Моя нанимательница, подумал он. Это верно.
— Это недостаточная причина, чтобы жениться, — сказал он.
Она бросила на него резкий взгляд.
— Никто этого и не утверждал. Но мне не нравится говорить людям неправду. Из-за этого я чувствую неудобство. Я знаю, что мы не делаем ничего дурного, но если нам придется лгать, то это будет чуть ли не признанием вины.
— Я же не против, — сказал он.
— Жениться на мне?
— Да, — сказал он.
Они оба задумались об этом.
Заперев дом и погасив свет, они укрылись в ее спальне, как было до приезда Мильта Ламки. Довольно долгое время ничто не мешало им наслаждаться друг другом. Но совершенно неожиданно, без какого-либо звука или предупреждения, дверь спальни распахнулась. Сьюзан голая выпрыгнула из постели. В дверном проеме стояла Тэффи.

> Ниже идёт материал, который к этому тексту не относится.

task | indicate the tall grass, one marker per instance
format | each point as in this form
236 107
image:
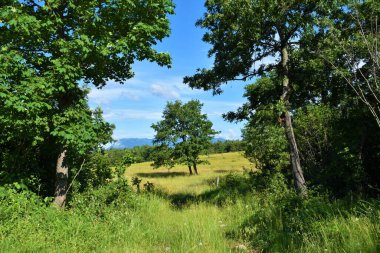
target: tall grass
236 216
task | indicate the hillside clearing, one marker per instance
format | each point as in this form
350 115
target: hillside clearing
177 180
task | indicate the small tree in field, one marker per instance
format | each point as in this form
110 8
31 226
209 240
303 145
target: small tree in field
182 135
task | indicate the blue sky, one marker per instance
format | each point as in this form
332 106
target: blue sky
139 102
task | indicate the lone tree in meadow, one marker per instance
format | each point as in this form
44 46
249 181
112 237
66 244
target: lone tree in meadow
182 135
46 49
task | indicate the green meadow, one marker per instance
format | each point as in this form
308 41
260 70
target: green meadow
189 214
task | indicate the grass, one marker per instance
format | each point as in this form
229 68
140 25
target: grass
115 219
177 180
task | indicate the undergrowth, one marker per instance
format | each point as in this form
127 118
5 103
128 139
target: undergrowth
235 216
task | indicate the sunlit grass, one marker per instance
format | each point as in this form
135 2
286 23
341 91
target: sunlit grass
177 179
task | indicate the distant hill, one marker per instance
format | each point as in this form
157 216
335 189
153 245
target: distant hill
135 142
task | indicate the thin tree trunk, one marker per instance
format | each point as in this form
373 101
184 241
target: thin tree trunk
299 180
195 168
191 172
61 180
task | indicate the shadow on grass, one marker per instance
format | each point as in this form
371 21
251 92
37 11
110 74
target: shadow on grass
230 189
162 174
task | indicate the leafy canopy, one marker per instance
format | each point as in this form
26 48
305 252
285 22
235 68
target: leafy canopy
182 135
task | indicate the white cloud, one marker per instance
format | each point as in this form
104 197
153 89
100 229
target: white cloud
120 114
106 96
165 91
230 134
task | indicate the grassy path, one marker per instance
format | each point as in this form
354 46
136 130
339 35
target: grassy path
200 227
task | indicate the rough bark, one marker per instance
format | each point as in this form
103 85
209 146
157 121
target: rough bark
195 168
299 180
191 172
61 181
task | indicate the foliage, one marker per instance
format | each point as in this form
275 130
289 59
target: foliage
182 135
47 49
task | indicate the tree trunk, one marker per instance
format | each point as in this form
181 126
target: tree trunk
61 181
195 168
299 180
191 172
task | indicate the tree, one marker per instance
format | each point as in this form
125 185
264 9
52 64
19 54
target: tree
182 135
52 45
352 48
244 33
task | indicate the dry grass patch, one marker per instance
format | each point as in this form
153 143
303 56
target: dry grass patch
177 179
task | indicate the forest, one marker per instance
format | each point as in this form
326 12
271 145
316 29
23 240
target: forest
305 177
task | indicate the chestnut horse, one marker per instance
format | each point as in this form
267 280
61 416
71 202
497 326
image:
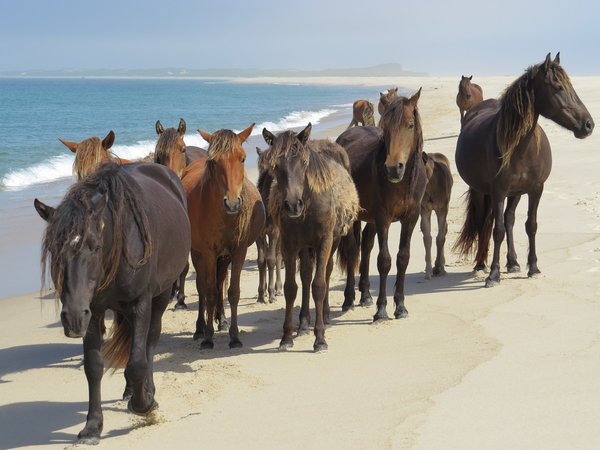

— Я ее потеряла, — прогундосила она. — Она упала, и я не могу ее найти.
Сьюзан, тусклая и сглаженная в темноте, подхватила дочку с пола и вынесла из комнаты. «Найдешь ее завтра», — услышал он, пока с колотящимся сердцем лежал в кровати под сбившимся одеялом. Раздались еще какие-то приглушенные фразы, произнесенные Сьюзан и ее дочерью, потом звук закрывающейся двери. Сьюзан мягкими шагами прошла обратно и вернулась в постель. Тело у нее было холодным, она дрожала и прижималась к Брюсу.